Em primeiro análise, a ausência de medidas públicas para equilibrar a concentração de renda nas regiões do país evidencia a desigualdade social. Nessa ótica, as porções norte e nordeste apresentam os menores índices de presença das indústrias cinematogáficas em comparação as demais regiões, segundo o estudo apresentado em 2019 pelo Instituto Brasileiro de Geografia e Estatísticas. Assim, os déficits estatais no desenvolvimento do acesso à cultura excluem os indivíduos de áreas periféricas a desfrutar de seus direitos.

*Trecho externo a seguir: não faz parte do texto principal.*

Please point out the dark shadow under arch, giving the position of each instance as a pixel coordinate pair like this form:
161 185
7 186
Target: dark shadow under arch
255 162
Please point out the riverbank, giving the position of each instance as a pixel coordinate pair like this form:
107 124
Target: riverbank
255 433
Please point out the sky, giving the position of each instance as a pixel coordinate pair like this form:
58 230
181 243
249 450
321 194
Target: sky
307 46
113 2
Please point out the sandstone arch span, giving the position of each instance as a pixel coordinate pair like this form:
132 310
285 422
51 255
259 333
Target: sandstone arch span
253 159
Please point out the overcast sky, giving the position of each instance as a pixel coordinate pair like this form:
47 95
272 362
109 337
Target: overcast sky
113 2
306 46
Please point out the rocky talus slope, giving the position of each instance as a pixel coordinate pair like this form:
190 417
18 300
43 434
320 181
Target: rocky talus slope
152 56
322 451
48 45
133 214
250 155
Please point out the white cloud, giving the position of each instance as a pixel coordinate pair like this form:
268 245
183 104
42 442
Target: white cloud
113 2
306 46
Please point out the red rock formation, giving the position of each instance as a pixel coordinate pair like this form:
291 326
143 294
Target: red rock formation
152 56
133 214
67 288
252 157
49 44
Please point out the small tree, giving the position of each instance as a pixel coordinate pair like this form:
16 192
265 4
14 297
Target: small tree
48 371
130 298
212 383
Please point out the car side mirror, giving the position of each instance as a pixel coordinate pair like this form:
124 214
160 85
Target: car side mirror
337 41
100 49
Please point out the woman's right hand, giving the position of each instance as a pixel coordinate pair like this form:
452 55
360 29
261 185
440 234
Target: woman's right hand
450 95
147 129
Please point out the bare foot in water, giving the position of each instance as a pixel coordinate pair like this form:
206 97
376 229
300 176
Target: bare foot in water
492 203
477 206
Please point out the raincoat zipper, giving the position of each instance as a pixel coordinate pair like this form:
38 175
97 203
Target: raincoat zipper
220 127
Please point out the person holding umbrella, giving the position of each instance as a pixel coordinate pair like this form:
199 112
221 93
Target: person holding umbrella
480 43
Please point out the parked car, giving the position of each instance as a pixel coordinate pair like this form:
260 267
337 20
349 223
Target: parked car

Em segunda instância, segundo o ideal econômico fordista, que expressa a alienação de seus funcionários pelo desconhecimento de todas as etapas de produção industrial, a sociedade brasileira excluída da rede cultural apresenta a alienação social e a consequente falta de preparo intelectual para adentrar no mercado de trabalho. Nessa conjuntura, a taxa de trabalho informal cresce de forma proporcional à taxa de desqualificação dos trabalhadores no Brasil, segundo o informado em setembro de 2020 pelo noticiário Jornal GloboNews. Por conseguinte, a exclusão cultural impacta na qualificação do indivíduo e dificulta o acesso ao mercado de trabalho, que ocasiona a menor movimentação de capital para o Brasil.
Portanto, é mister a efetivação de medidas estatais na distribuição de renda ao setor cultural para sanar os impactos da desigualdade social. Então, o Ministério da Cidadania, em conjunto com as prefeituras, deve implementar medidas de isenção aos impostos de empresas privadas que contribuíssem na criação de bibliotecas públicas e no fornecimento de palestras sócio-educativas, apresentadas por professores, em redes de ensino público para disponilizar o acesso à cultura. De acordo com o educador Paulo Freire, a educação é a proposta mais eficiente para produzir transformações na sociedade, logo, a população brasileira deve priorizar o investimento na base educacional para desfrutar de uma boa ética cidadã.